O País está estranho, parece bloqueado, e não é só a pandemia, as pessoas continuam escondidas atrás dos subsídios, das promessas e de um clientelismo atroz, que o abafa no seu respirar verdadeiramente democrático. 

O aparelho do futebol e as suas manhas são um bom (mau) exemplo do impasse em que Portugal parece mergulhado. A partir do mau exemplo do futebol (não confundir a indústria do futebol e as suas imparidades com o jogo, que é maravilhoso), na qual ninguém toca ou ousa colocar em causa, excepto no calor da luta dialética entre os espadachins dos três clubes dominantes em Portugal (descobrindo-se nessa luta tantos podres e tantos comprometimentos), percebe-se tudo o resto: as trafulhices, os encobrimentos, os silêncios e os arranjinhos.

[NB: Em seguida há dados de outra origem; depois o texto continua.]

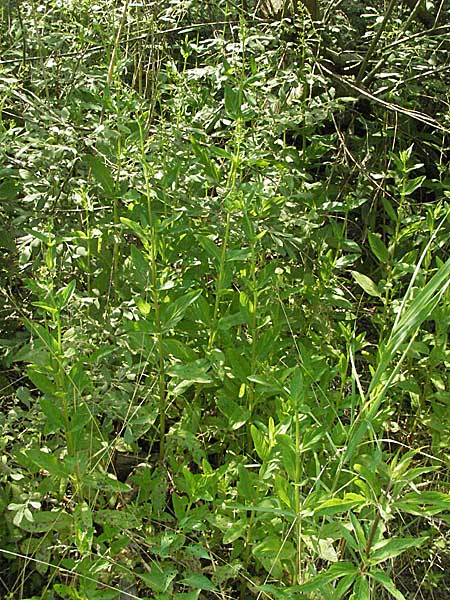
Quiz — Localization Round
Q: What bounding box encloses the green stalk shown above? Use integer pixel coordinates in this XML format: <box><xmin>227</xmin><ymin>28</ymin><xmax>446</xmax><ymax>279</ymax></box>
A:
<box><xmin>140</xmin><ymin>130</ymin><xmax>167</xmax><ymax>460</ymax></box>
<box><xmin>355</xmin><ymin>0</ymin><xmax>397</xmax><ymax>85</ymax></box>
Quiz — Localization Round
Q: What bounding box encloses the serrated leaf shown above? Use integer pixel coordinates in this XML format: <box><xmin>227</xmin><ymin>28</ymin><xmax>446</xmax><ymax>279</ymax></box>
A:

As pessoas estão habituadas a ver o País a preto e branco. Os que são do clube A ou do partido B. E os que são do clube B ou C e do partido C ou D. Nós vemos tantas vezes as ideologias truncadas ou, na ausência delas, interesses concertados. Partidos que chumbam um orçamento e depois estão disponíveis para discutir lugares não são credíveis. Nada disto é credível. Tudo isto é postiço, tudo isto é tão pobre, tudo isto é tão dissimulado e falso. E, em alternativa, os ‘achegamentos’ de uma demagogia que mistura verdades com uma perigosa queda num extremismo que se deve dispensar em absoluto.

As investigações no futebol sugerem tudo o que mina as sociedades: corrupção, branqueamento de capitais, fraude fiscal, abusos de confiança, falsificação e burla qualificada, mas o País político parece conviver bem com isso. Não se quer meter, resguarda-se no argumento da independência do poder judicial — e condições para este fazer o seu trabalho integralmente, não apenas através de meios mas também sem medos de represálias?

O desporto é fazer ginástica e levantar o haltere do chão, como dizia o Vasco Santana, mas é muito mais do que isso. O desporto transformou-se numa indústria pesada, nalguns casos e nalgumas modalidades em concreto potencialmente mafiosas, e é preciso não ignorar que há muito gente a governar-se por falta de Governo, em contraponto com aqueles que apenas querem trabalhar, ganhar o seu dinheiro e pagar impostos para o bem comum e não para tapar os buracos de quem rouba, sejam ex-banqueiros, ex-superempresários, ex ou actuais presidentes de clubes de futebol ou tutti quanti de uma fauna que não quer saber das consequências dos seus actos. 

Nem mesmo ver as dificuldades por que passa hoje João Rendeiro, que passou do luxo para o lixo, parece ser suficiente para pelo menos um rebate de consciência.

Viver em liberdade não é dizer tudo o que vem à cabeça, sem filtro ou educação. A liberdade em democracia é para ser utilizada com responsabilidade. O Futebol está preso nas suas trafulhices e o País tem medo de as desmontar com responsabilidade (não desta maneira de colocar todo o tipo de escutas no espaço público, para alimentar um certo voyeurismo mediático). E assim parece existir uma espécie de pacto entre o Futebol-trafulha e o País-trafulha. E como se consegue isso? Retirar palco aos trafulhas e eleger políticos que nos governem sem se governarem.

É pena que, chegados a este ponto, a comunidade possa achar isto demasiado romântico e tarefa impossível. Está tudo nas lideranças. No Futebol/Desporto e no País. É tempo de acabar com este ‘regime da trafulhice’.